A Win for the Oil Companies: No Actionable Tort(ure) was Found

June 28, 2018

This [court] order fully accepts the vast scientific consensus that the combustion of fossil fuels has materially increased atmospheric carbon dioxide levels, which in turn has increased the median temperature of the planet and accelerated sea level rise. However,…—Judge Wm. Alsup

Judge Alsup has spoken. Chevron, ExxonMobil and other of the world’s oil companies, large and small, are breathing easier as a result of his dismissal of the City of Oakland and the People of the State of California v BP P.L.C. et al. The suit is one of several recently filed in both federal and state courts by cities, counties, and states alleging they have suffered a redressable harm at the hands of the big oil.

In addition to Oakland and a series of other suits pending in California,  New York City has initiated a case against ExxonMobil as has the City of Boulder, Colorado. The plaintiff cities and states are following the same paths taken earlier in tobacco and asbestos suits. Those cases were pursued under state nuisance laws, which are more settled than federal.

Nuisances are considered tortious acts for which compensatory and punitive damages may be awarded. In law, a tort is defined as an act or omission giving rise to an injury or harm to another. Specifically, under federal common law, a public nuisance is an unreasonable interference with a right common to the public good.

Although the Oakland case began in the state court, the defendant oil companies prevailed in their motion to have it removed to the federal level. The removal order was the defendant oil companies’ first victory in the case and was issued by Judge Alsup; the same judge who just issued the dismissal order.

​The reason Alsup granted the removal order from state to federal court was straightforward. He worried that if a precedent was established to hear these types of cases in state courts, it could lead to [a] patchwork of fifty different answers to the same fundamental global issue [which] would be unworkable…. Given that other local jurisdictions, e.g., New York City, are bringing similar suits against the major oil companies, the patchwork problem is hardly hypothetical.

The Oakland case was a long-shot from the start.

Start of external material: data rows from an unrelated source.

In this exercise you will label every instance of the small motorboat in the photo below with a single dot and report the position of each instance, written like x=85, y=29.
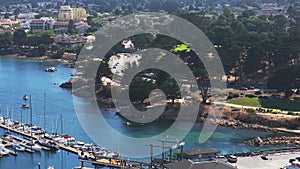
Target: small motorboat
x=24, y=106
x=32, y=146
x=25, y=97
x=18, y=148
x=50, y=69
x=3, y=151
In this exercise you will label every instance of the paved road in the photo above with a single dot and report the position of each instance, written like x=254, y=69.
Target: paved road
x=276, y=161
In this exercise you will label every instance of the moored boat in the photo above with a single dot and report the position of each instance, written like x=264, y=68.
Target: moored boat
x=53, y=146
x=50, y=69
x=3, y=151
x=18, y=148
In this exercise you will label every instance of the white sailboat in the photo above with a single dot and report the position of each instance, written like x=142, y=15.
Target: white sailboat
x=3, y=151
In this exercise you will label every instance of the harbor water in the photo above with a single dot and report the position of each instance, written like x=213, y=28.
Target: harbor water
x=19, y=77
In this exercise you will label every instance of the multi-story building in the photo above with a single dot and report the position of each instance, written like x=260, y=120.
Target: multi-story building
x=68, y=13
x=60, y=27
x=38, y=25
x=65, y=13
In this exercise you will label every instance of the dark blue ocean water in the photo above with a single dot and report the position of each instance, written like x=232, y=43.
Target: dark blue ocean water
x=19, y=77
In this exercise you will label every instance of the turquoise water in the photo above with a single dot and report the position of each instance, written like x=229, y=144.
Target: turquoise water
x=19, y=77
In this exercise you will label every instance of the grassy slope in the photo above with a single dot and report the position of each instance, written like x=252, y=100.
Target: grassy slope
x=283, y=104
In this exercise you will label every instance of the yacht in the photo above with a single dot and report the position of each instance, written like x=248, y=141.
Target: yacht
x=32, y=146
x=18, y=148
x=53, y=146
x=293, y=165
x=3, y=151
x=25, y=97
x=50, y=69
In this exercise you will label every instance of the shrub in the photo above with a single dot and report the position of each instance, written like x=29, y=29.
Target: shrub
x=257, y=92
x=235, y=95
x=250, y=95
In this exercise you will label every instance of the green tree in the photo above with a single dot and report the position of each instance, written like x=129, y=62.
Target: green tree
x=19, y=37
x=71, y=28
x=42, y=49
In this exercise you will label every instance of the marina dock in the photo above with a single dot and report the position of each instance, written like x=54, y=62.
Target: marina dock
x=86, y=156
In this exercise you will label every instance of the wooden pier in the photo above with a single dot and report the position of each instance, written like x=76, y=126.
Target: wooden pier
x=105, y=161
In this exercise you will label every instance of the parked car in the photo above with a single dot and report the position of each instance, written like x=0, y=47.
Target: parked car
x=264, y=157
x=232, y=159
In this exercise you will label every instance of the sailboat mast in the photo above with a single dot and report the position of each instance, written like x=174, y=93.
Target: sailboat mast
x=44, y=114
x=30, y=106
x=61, y=124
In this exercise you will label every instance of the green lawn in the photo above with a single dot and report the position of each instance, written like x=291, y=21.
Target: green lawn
x=246, y=101
x=181, y=48
x=283, y=104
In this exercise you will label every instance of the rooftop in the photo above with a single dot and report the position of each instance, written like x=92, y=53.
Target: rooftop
x=200, y=151
x=199, y=165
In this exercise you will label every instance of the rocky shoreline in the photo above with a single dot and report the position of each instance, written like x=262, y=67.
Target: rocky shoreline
x=282, y=140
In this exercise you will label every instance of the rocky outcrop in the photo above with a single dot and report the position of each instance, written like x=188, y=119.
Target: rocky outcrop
x=282, y=140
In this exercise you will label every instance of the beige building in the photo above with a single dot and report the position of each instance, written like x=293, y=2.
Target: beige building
x=68, y=13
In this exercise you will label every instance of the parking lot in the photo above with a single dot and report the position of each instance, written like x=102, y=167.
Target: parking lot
x=274, y=161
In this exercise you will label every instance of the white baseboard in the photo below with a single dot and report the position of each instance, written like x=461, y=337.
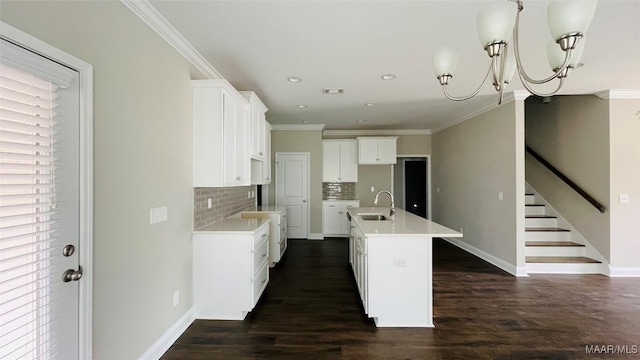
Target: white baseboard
x=624, y=271
x=510, y=268
x=167, y=339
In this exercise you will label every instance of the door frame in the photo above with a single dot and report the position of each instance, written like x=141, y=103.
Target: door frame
x=308, y=156
x=428, y=178
x=85, y=253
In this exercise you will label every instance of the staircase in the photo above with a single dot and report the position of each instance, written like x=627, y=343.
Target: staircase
x=550, y=248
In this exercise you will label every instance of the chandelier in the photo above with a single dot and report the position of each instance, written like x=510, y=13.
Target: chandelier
x=496, y=24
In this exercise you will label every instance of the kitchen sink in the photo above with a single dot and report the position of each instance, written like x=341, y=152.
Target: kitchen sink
x=373, y=217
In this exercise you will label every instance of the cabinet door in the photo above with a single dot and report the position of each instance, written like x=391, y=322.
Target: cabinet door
x=387, y=151
x=331, y=219
x=368, y=151
x=348, y=161
x=331, y=161
x=266, y=169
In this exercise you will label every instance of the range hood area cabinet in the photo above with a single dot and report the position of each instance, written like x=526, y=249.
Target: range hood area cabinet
x=339, y=161
x=374, y=150
x=257, y=111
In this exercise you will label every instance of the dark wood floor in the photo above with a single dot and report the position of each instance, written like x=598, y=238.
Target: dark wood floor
x=310, y=310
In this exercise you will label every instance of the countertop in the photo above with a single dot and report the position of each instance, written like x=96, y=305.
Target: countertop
x=234, y=225
x=405, y=224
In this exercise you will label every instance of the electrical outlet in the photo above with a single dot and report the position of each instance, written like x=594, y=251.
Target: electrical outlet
x=176, y=298
x=158, y=214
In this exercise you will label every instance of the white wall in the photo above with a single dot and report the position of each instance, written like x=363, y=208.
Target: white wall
x=472, y=162
x=142, y=159
x=624, y=128
x=572, y=133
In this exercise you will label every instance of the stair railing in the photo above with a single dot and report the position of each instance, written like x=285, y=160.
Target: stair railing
x=568, y=181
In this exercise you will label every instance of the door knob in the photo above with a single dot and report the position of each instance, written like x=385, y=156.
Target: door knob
x=72, y=275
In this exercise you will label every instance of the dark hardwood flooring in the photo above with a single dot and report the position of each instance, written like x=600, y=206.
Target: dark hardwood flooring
x=311, y=310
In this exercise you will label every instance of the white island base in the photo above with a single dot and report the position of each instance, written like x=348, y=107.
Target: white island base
x=392, y=264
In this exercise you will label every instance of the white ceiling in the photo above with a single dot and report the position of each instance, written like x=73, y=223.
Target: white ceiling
x=256, y=45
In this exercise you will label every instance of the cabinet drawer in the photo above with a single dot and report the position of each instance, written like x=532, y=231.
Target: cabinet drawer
x=261, y=236
x=260, y=254
x=260, y=282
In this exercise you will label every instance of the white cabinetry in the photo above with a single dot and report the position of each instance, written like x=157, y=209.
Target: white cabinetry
x=339, y=161
x=377, y=150
x=257, y=111
x=220, y=140
x=277, y=229
x=334, y=217
x=230, y=270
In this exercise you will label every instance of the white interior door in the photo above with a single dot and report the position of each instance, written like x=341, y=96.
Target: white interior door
x=292, y=191
x=40, y=204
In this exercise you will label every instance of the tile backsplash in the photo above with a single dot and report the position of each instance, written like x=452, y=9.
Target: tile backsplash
x=338, y=191
x=225, y=202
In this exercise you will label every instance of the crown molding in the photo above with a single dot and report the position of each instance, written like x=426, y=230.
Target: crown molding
x=517, y=95
x=616, y=94
x=376, y=132
x=145, y=11
x=316, y=127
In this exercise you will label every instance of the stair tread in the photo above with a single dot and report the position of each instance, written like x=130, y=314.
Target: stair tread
x=547, y=229
x=561, y=260
x=553, y=243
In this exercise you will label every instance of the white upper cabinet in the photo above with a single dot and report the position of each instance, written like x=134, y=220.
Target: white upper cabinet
x=220, y=135
x=257, y=120
x=339, y=161
x=377, y=150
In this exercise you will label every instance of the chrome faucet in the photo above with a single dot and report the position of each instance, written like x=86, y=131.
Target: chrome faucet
x=392, y=212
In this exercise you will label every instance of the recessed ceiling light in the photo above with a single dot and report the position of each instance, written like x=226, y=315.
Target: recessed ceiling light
x=333, y=91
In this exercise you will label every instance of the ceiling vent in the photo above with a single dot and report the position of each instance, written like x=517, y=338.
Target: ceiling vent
x=333, y=91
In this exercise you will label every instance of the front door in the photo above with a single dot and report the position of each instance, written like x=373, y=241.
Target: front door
x=292, y=191
x=39, y=207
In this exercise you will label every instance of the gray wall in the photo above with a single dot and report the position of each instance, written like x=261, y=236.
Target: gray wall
x=142, y=159
x=572, y=133
x=471, y=163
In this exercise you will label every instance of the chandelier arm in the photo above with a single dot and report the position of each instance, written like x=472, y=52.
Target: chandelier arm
x=523, y=75
x=528, y=87
x=444, y=88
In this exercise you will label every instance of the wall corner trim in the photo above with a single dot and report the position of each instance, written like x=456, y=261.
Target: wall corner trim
x=510, y=268
x=167, y=339
x=316, y=127
x=619, y=94
x=145, y=11
x=624, y=271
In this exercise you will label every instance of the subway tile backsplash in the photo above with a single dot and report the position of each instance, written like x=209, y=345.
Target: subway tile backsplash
x=338, y=191
x=225, y=202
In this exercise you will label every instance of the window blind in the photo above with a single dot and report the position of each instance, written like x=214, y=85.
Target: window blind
x=28, y=236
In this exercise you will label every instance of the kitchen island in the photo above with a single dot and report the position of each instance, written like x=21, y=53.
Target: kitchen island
x=392, y=262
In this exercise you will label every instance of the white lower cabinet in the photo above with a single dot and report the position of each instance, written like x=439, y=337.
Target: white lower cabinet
x=277, y=230
x=230, y=272
x=334, y=217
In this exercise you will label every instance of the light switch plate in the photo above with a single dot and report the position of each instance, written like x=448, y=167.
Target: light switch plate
x=157, y=215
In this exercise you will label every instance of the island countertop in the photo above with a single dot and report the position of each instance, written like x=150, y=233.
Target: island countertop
x=404, y=224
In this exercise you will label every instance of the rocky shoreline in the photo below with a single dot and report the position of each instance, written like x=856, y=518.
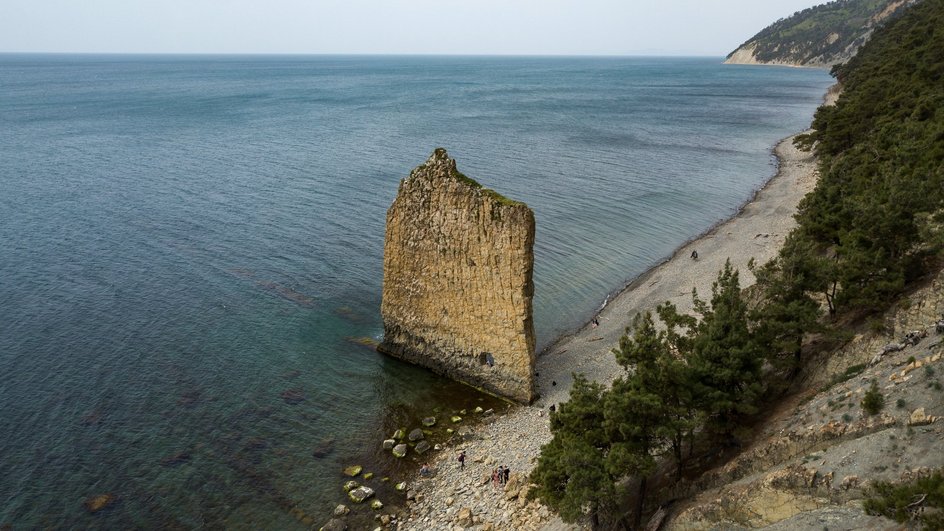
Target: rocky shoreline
x=464, y=498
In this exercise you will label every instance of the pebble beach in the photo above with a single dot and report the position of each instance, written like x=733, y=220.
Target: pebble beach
x=465, y=498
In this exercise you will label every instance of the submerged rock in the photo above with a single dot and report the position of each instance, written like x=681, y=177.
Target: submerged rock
x=323, y=448
x=360, y=494
x=422, y=447
x=99, y=502
x=400, y=450
x=176, y=459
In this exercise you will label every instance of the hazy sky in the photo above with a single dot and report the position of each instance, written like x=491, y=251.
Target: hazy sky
x=546, y=27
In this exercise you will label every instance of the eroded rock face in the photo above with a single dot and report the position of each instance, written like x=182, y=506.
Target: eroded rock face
x=458, y=261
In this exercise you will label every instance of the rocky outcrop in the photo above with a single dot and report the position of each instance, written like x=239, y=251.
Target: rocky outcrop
x=819, y=36
x=457, y=289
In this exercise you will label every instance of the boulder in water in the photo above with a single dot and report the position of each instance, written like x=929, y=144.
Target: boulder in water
x=99, y=502
x=176, y=459
x=400, y=450
x=323, y=448
x=360, y=494
x=422, y=447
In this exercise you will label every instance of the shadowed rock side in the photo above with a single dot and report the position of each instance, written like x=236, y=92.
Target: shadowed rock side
x=457, y=290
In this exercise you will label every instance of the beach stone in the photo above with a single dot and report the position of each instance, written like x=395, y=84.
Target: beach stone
x=360, y=494
x=400, y=450
x=464, y=517
x=99, y=502
x=422, y=447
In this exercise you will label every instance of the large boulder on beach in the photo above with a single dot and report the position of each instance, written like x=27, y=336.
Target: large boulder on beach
x=422, y=447
x=457, y=286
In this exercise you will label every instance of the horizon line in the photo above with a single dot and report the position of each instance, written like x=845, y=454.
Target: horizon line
x=344, y=54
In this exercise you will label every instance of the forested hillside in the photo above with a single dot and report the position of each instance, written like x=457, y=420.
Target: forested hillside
x=824, y=35
x=872, y=227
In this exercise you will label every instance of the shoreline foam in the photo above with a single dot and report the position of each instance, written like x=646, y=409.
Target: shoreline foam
x=756, y=231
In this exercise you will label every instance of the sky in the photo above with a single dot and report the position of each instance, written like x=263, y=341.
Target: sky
x=466, y=27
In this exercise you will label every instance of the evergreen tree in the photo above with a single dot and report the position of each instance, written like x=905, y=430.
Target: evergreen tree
x=785, y=314
x=725, y=359
x=572, y=474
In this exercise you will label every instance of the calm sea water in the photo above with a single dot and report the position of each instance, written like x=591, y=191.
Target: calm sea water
x=190, y=248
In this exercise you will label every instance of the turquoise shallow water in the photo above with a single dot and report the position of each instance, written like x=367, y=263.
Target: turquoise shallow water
x=191, y=245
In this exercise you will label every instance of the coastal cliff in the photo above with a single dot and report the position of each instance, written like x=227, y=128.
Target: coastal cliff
x=457, y=287
x=819, y=36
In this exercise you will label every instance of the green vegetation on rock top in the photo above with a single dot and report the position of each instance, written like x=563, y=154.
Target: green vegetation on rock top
x=822, y=35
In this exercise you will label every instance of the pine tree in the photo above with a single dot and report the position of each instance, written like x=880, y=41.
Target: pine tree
x=572, y=474
x=725, y=360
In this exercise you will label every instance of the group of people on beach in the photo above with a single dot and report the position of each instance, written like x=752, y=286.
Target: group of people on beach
x=500, y=475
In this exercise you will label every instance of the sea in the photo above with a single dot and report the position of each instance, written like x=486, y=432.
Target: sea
x=191, y=254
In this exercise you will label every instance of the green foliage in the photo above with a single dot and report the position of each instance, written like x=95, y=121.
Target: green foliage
x=874, y=400
x=909, y=502
x=726, y=359
x=825, y=32
x=572, y=475
x=876, y=213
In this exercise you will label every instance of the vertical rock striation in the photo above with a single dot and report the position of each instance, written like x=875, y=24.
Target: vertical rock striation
x=457, y=288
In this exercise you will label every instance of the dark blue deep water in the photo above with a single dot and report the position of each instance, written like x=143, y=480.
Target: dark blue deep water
x=190, y=248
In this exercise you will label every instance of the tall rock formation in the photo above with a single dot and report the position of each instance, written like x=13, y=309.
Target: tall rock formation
x=457, y=289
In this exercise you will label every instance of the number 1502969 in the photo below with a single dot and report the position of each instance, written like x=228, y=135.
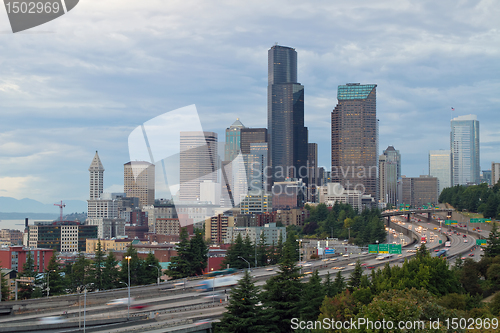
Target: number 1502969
x=30, y=7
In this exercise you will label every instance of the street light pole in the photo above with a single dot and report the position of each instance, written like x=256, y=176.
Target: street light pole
x=158, y=272
x=48, y=285
x=79, y=309
x=128, y=264
x=84, y=307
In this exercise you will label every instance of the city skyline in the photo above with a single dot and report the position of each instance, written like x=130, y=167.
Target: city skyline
x=81, y=96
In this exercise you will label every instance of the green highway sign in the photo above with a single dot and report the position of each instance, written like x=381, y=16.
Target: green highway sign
x=395, y=248
x=373, y=248
x=383, y=248
x=481, y=241
x=479, y=220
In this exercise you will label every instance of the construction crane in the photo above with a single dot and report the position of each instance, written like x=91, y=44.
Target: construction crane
x=61, y=206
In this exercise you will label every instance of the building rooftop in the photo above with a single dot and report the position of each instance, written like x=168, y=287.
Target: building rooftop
x=354, y=91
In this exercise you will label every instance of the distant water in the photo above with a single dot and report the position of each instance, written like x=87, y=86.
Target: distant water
x=16, y=224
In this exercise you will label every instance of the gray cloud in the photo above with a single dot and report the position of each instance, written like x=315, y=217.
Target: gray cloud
x=111, y=65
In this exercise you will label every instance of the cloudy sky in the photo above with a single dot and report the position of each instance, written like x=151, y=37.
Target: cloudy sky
x=84, y=81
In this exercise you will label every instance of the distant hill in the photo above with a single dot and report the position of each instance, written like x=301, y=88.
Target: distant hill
x=12, y=205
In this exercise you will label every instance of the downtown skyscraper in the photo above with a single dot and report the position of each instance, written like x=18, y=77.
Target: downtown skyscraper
x=285, y=116
x=464, y=145
x=354, y=138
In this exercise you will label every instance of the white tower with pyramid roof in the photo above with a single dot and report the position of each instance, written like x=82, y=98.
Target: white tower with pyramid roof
x=96, y=178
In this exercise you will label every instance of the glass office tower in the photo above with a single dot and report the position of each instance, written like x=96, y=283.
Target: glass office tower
x=285, y=116
x=354, y=138
x=464, y=144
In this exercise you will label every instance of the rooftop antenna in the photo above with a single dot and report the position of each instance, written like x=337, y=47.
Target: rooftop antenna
x=61, y=205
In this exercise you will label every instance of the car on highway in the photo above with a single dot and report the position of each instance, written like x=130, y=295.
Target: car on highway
x=52, y=320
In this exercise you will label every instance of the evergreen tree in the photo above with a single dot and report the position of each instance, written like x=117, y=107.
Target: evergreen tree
x=53, y=276
x=232, y=256
x=312, y=297
x=99, y=259
x=272, y=255
x=180, y=265
x=292, y=246
x=249, y=250
x=282, y=294
x=150, y=272
x=199, y=253
x=136, y=267
x=82, y=272
x=244, y=314
x=492, y=248
x=279, y=249
x=110, y=272
x=4, y=286
x=28, y=290
x=339, y=284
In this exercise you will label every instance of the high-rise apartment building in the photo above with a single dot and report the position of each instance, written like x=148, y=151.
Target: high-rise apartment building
x=285, y=116
x=495, y=173
x=440, y=167
x=389, y=174
x=62, y=236
x=354, y=138
x=198, y=162
x=419, y=191
x=139, y=181
x=312, y=172
x=233, y=139
x=464, y=146
x=96, y=178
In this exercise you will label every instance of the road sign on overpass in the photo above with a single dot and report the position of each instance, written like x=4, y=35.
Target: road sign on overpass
x=395, y=248
x=383, y=248
x=479, y=220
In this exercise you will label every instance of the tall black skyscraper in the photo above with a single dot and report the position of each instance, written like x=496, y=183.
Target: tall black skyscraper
x=285, y=116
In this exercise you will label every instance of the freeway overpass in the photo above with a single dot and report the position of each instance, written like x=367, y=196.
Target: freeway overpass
x=387, y=214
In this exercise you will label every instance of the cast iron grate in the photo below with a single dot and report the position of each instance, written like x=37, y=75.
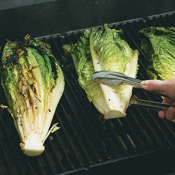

No plaintiff has ever succeeded in bringing a nuisance claim based on global warming—either in a state or federal court.

Why the case was filed, and the reasons why it was dismissed are essential for climate defenders to understand as they impact the larger climate policy debate in the court of public opinion. Both “whys” are the focus of this article. Also addressed, is why the Oakland case is not dispositive of other climate-lawsuits, and why it should be seen as strengthening the case for climate action in the court of public opinion.

Why—the case filings–

The easiest of the two questions to answer is why are states, counties, and cities now suing big oil companies over climate change? The cases are a direct result of the failure of the nation’s political decisionmakers to put in place an integrated national energy and environment policy. I and others have written mountains on the problem and have even suggested some solutions. (see www.civilnotion.com)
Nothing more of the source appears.